Refeeding risk: start ≤50% of requirement, advance over 24–48 hrs per tolerance. If refeeding syndrome risk: ≤50% for first 48 hrs, then titrate up if stable.
| Macronutrient | Requirement | Function / Notes |
|---|---|---|
| Carbohydrates | 45–65% of calories, ~2 g/kg/day glucose | Main CNS substrate, provides energy |
| Protein | 1.5 g/kg IBW/day (~20% energy) | Meets increased nitrogen demand (0.25 g N/kg/day), reduces catabolism |
| Fat | 20–35% of calories; essential FAs: linoleic & linolenic acid | Energy-dense, prevents EFA deficiency, used as triglyceride emulsions in PN |
Parenteral nutrition: glucose 100–200 g/day; fat 100–200 g/week. Combination reduces CO₂ production and fluid overload, improves substrate use.
| Category | Key points |
|---|---|
| Vitamins B & C | Increased demand post-op for collagen synthesis & wound healing; Vitamin C 60–80 mg/day |
| Vitamin B12 | Supplement especially after gastric surgery or alcoholism |
| Fat-soluble vitamins (A, D, E, K) | Malabsorption risk in biliary/pancreatic obstruction |
| Electrolytes (Na&spplus;, K&spplus;, PO₄³&supminus;) | Losses in diarrhoea — replace and monitor |
| Trace elements (Mg, Zn, Fe) | Cofactors in metabolism; replace to prevent refeeding syndrome |
A — Anthropometry
| Parameter | Formula / Normal |
|---|---|
| BMI | weight (kg) / height² (m²) |
| MUAC | Mid-upper arm circumference |
| TSF | Triceps skinfold thickness |
| MAMC | MUAC − (3.14 × TSF) |
Indicators for nutrition support: BMI <18.5 kg/m² with >10% weight loss (3–6 mo); BMI <20 kg/m² with >5% weight loss (3–6 mo).
B — Biochemistry
| Test | Significance |
|---|---|
| Albumin | Falls in malnutrition/inflammation; not reliable acutely |
| CRP, WBC | Markers of inflammation |
| Hb / HbA1c | Nutritional anaemia / diabetes control |
| Electrolytes (Na&spplus;, urea, Ca²&spplus;, PO₄³&supminus;) | Assess renal function, refeeding risk |
C — Clinical evaluation: symptoms (nausea, vomiting, early satiety, dysphagia, reflux, diarrhoea, constipation); past history (malignancy, IBD, liver disease, stroke, Parkinson’s, dementia); malabsorptive states (short bowel, high-output stoma, enterocutaneous fistula, pancreatic insufficiency).

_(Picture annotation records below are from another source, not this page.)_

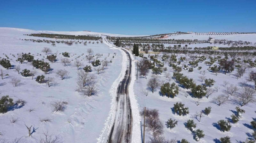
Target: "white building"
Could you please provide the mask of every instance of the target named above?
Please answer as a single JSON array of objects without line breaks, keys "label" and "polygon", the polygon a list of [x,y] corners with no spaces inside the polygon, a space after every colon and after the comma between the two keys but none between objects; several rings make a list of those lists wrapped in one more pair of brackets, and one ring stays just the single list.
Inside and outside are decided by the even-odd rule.
[{"label": "white building", "polygon": [[209,38],[208,38],[208,42],[209,43],[213,43],[215,39],[212,37],[209,37]]}]

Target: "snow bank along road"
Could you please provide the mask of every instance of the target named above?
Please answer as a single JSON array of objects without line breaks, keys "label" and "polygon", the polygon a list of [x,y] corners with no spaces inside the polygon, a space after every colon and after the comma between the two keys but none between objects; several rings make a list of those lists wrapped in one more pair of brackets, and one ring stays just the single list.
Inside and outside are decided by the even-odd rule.
[{"label": "snow bank along road", "polygon": [[[106,40],[104,40],[108,43]],[[117,89],[116,115],[107,141],[109,143],[129,143],[131,141],[132,117],[128,89],[131,80],[131,59],[129,52],[121,50],[126,54],[129,62],[127,62],[125,76]]]}]

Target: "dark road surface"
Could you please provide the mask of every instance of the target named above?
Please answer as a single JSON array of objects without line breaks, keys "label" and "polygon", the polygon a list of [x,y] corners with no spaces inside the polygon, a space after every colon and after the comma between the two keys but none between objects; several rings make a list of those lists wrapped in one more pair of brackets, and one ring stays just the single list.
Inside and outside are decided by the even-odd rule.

D — Dietary assessment: estimate intake using diet diary; compare to energy requirement (25–35 kcal/kg lean body weight); consider recent/anticipated decreased intake (>5 days) → initiate nutritional support.

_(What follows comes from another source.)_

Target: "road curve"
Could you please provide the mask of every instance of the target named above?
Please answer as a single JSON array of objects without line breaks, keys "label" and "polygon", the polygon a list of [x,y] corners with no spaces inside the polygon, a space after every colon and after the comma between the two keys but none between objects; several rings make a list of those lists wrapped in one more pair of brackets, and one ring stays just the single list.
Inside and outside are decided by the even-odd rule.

| Parameter | Score 0 | Score 1 | Score 2 |
|---|---|---|---|
| BMI (kg/m²) | ≥20 | 18.5–20 | <18.5 |
| Weight loss (3–6 mo) | ≤5% | 5–10% | >10% |
| Acute disease | – | – | Add 2 if likely no intake ≥5 days |
| Total score | Risk | Action |
|---|---|---|
| 0 | Low | Routine care |
| 1 | Medium | Observe, document intake for 3 days |
| ≥2 | High | Dietician referral, nutritional support |
Follow-up: hospital — weekly; care homes — monthly; community — yearly (>75 yrs).
If height/weight unavailable: use recalled/measured surrogate (e.g. knee height), clinical impression (thin/average/obese), or clues like loose clothes, decreased appetite, dysphagia, disease causing weight loss.